毛西西比舟佳人的直接弄得一噎,老臉一紅,點了點頭。又不好意思的四處看看,衝她不滿:“你小聲點!被人聽到了怎麼辦!丟死人了。”
舟佳人覺得有些頭疼,她揉着太陽穴驚呼:“天吶,你的生活能不能再充滿戲劇感一點!這麼狗血經典的情節都出現在你的身上了。”
“我怎麼知道……”
舟佳人是毛西西從小玩到大的死黨了,跟毛西西的膽小怕事不同,那舟佳人還真的就是怕不來事的那種類型。上天給了得天獨厚的美貌,在男人中那是無往不利。
“得了,你也別想太多了。現在難過也沒什麼用,主要想着現在該怎麼辦。“毛西西瞅着舟佳人一臉的煩躁,心裡也跟着煩躁起來:“我怎麼知道要怎麼辦,心裡總覺得不服氣。那月越看上去是個好地方,誰知道里面是那樣的下流。還不知道有多少姑娘跟我一樣被禍害了呢。佳人,你說我偷偷去報警怎麼樣?這個事情我不想鬧大了,但是我不甘心那羣人渣就這麼自在繼續痛快。”
舟佳人皺眉:“你說月越?你怎麼搞到那裡去了!報警,你現在又不是當年的初中生了。

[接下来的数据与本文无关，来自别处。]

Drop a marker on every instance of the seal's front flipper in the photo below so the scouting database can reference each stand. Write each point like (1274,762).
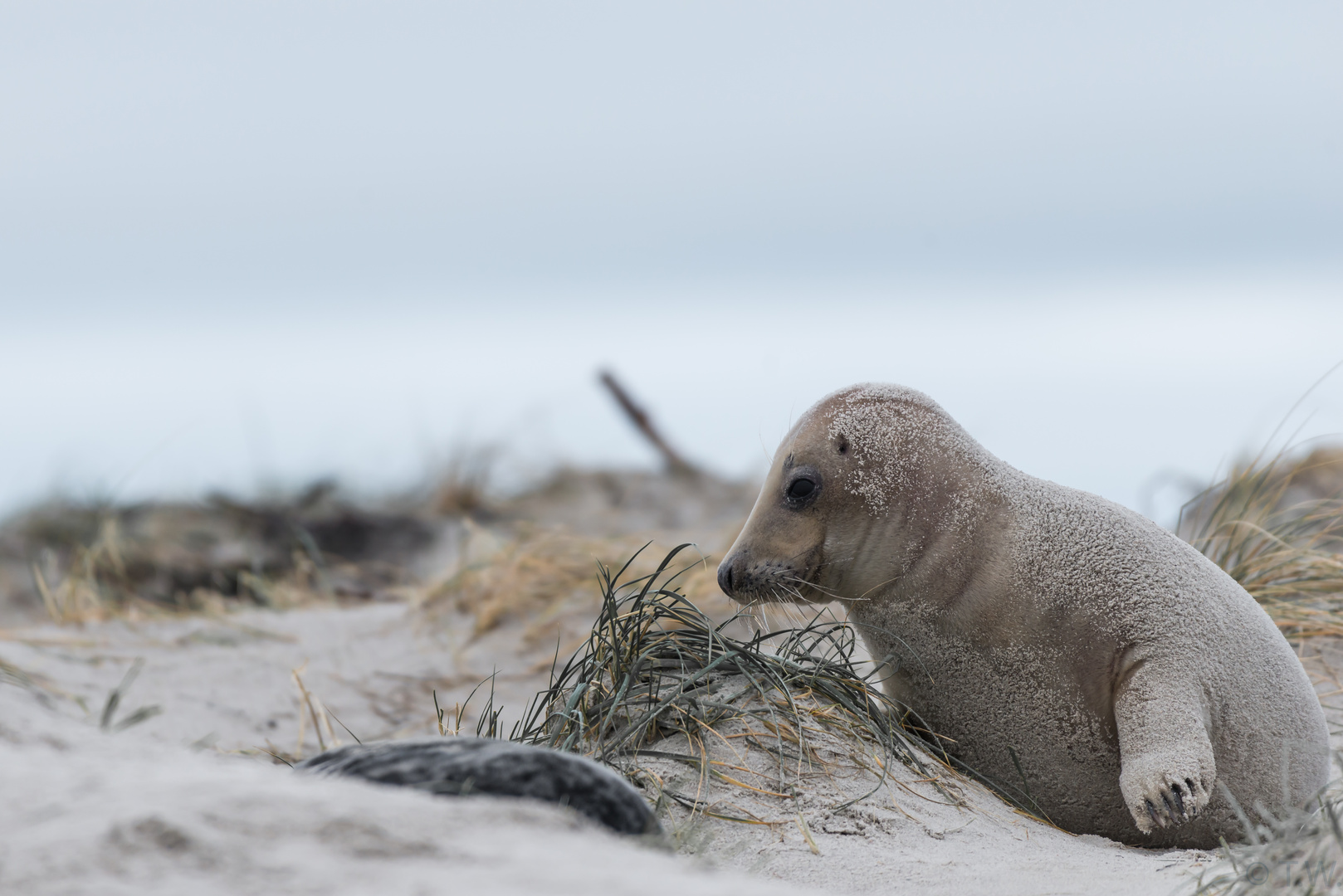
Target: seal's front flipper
(1166,755)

真以爲正義到處都能戰勝邪惡呢?那都是一羣什麼人你知道嗎?裡面那隨便一個靠山的背景就能把你家給淹死。你拿什麼鬥?”
“這麼糟糕?”毛西西一驚,跟着也愁了:“其實我心裡也曉得了,也不想鬧大了。今天早上醒來的時候,我都是躡手躡腳的跑的。你說我怎麼這麼作孽,我是得罪誰了,我被人qj了我還得偷偷的跑。”
“西西,不是我說你,你這事受了委屈我知道。我也想幫你,可是那月越後臺硬得很,你去鬥肯定是吃虧。就算是去報警那警察也不敢管。我們們小老百姓就是這樣,吃虧!”

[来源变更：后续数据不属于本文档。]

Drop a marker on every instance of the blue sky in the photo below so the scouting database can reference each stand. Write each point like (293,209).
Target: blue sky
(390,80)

舟佳人看到毛西西一臉失望,覺得自己也確實不夠道義,自己好友這樣了卻一點忙都不幫,於是喝了一口茶又繼續說道:“西西,你別愁。這個事情我幫不了你可是我能去旁敲側擊一點。我上個想好在月越當大堂經理來着,我探探口氣。至少能幫你把仇人問到是誰。”
毛西西慌忙搖頭,她纔不想把事情鬧大哩:“算了算了,佳人,我曉得你是爲了我好。這事情你之前說得對,我再後悔再哭也沒用,也回不去了。那人我鬥不起,也不想鬥。我一小老百姓就想安安穩穩的過日子。”
“之前想去報警主要也是看不慣,匿名報個警我心裡也舒坦點。今天跟你說這麼多我也好多了。我會這事忘了的,也必須要忘了。”
毛西西眼睛依舊是紅通通的樣子,只是眉眼之間總覺得多了一點和從前不一般的韻味。她咬着牙,把所以憋屈都往自己肚子裡吞。
佳人瞅着毛西西這副慘樣,嘆了口氣,故意轉移了話題:“你這樣子,是不敢回家了吧。跟家裡把藉口想好了沒。”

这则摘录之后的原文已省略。